Perhaps the gifted writer-director Robert Benton needs a cooling-off period between his big movies. His multi-Oscar-winner Kramer vs. Kramer was followed by the chilly, compact thriller Still of the Night. Then came more big Oscar attention with Places in the Heart.

Now Benton’s playing it small again. Nadine is a stubbornly modest little movie, turning on the merest wisp of a plot and not even stretching out to a full 90 minutes. On its own terms, it’s charming, though frankly I expect more from Benton. This is a little like a major novelist tossing off a novella for his own amusement.

Benton again explores the Texas that has served him so well in the past (in Places and the screenplay for Bonnie and Clyde). The time is the 1950s, and the setting is Austin, where Nadine (Kim Basinger, continuing the comic vein of Blind Date) accidentally stumbles over the murder of a greasy photographer (Jerry Stiller).

He’d taken some, uh, “art studies” of her, promising that they would come to the attention of Hugh Hefner. Corpse or not, she wants the pictures back, and she enlists her estranged husband (Jeff Bridges) to help; all of which plops them smack dab in the middle of the land-grabbing scheme of a local crime boss (played by Rip Torn and a 10-gallon hat).

Naturally, it also puts them back in each other’s company, and Benton is sharp when it comes to observing that two people who have been together for a long time have a tendency to keep a flame going for each other. It’s the old situation of ex-lovers who constantly declaim how much they can’t stand each other, while helplessly falling in love again.

Basinger and Bridges are easy to watch, and have considerable fun spewing Benton’s Southern-flavored dialogue. The small scenes are the best: Basinger and Bridges drinking milk on their first night back together; Bridges killing time in his tavern, the Bluebonnet Bar, a deserted and hopeless joint on the edge of town.

It’s a resolutely modest film, and sometimes the framework of the movie barely supports its characters.

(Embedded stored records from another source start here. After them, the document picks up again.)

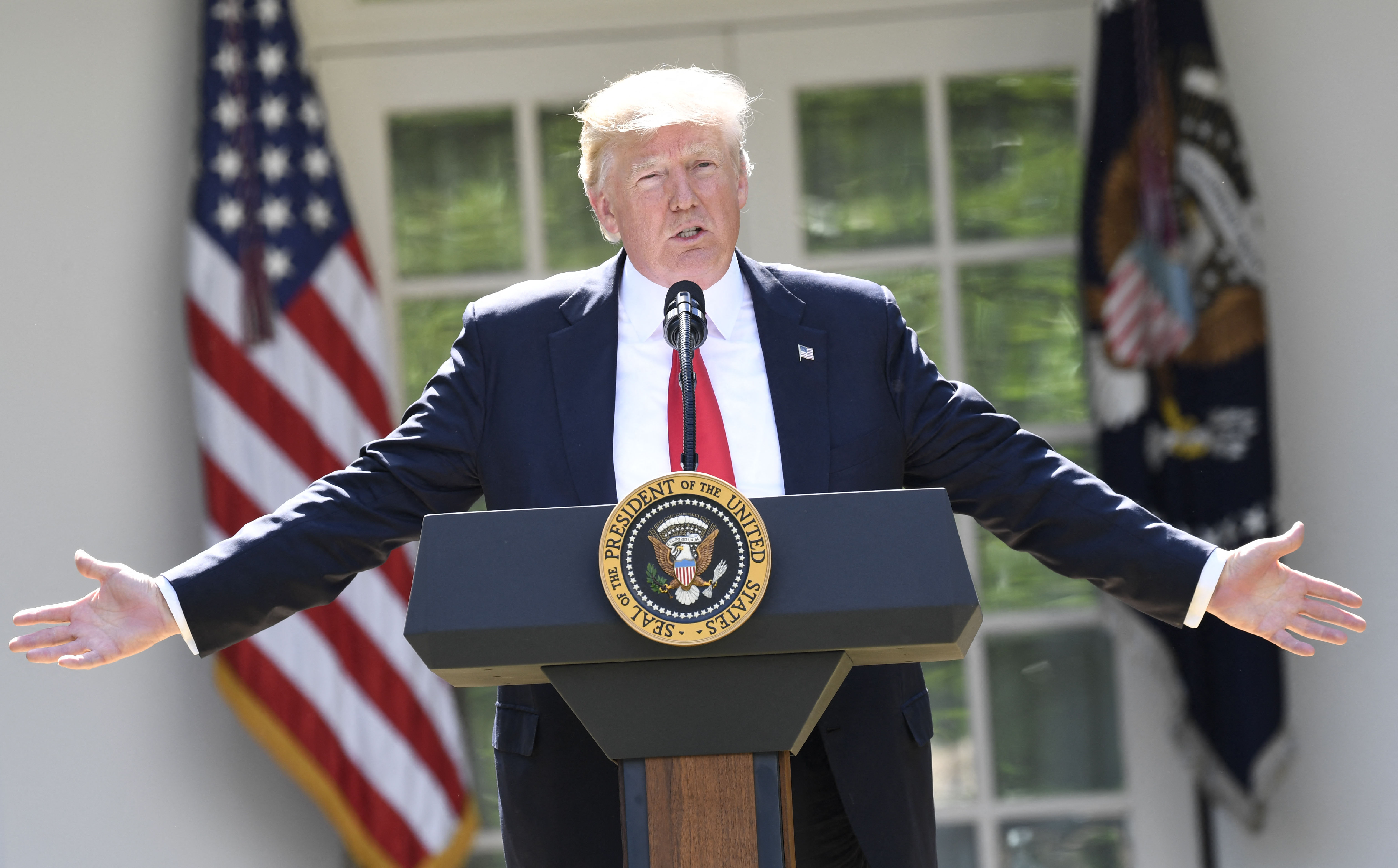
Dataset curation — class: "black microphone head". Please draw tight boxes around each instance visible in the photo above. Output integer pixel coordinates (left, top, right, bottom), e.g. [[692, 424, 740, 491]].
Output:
[[666, 281, 709, 349]]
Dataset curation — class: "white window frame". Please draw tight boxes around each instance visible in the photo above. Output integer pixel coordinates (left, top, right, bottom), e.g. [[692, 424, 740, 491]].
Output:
[[301, 0, 1198, 868]]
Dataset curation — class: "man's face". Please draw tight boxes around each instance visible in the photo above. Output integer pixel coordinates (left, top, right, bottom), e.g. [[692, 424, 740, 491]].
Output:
[[589, 123, 748, 289]]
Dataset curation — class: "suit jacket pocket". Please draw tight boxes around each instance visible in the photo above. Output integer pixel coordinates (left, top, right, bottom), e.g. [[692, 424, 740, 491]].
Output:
[[491, 702, 538, 756], [903, 689, 933, 748]]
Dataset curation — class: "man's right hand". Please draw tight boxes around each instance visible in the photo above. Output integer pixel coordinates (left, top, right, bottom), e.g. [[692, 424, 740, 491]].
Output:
[[10, 549, 179, 669]]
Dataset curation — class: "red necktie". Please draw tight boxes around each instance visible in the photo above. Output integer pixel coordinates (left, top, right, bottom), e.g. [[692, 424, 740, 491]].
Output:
[[668, 351, 738, 488]]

I was disappointed. But Basinger and Bridges work up enough charm to justify Torn’s description of them: “Yer livin’ testimony to the fact that it’s better to be lucky than smart.”

First published in the Herald, August 6, 1987

I have a lot of admiration for Benton’s vibe, which is why it is a particular bummer when his movies underwhelm. This film isn’t quite at the “What were you thinking?” level, and maybe it’s aged well. But it is very modest.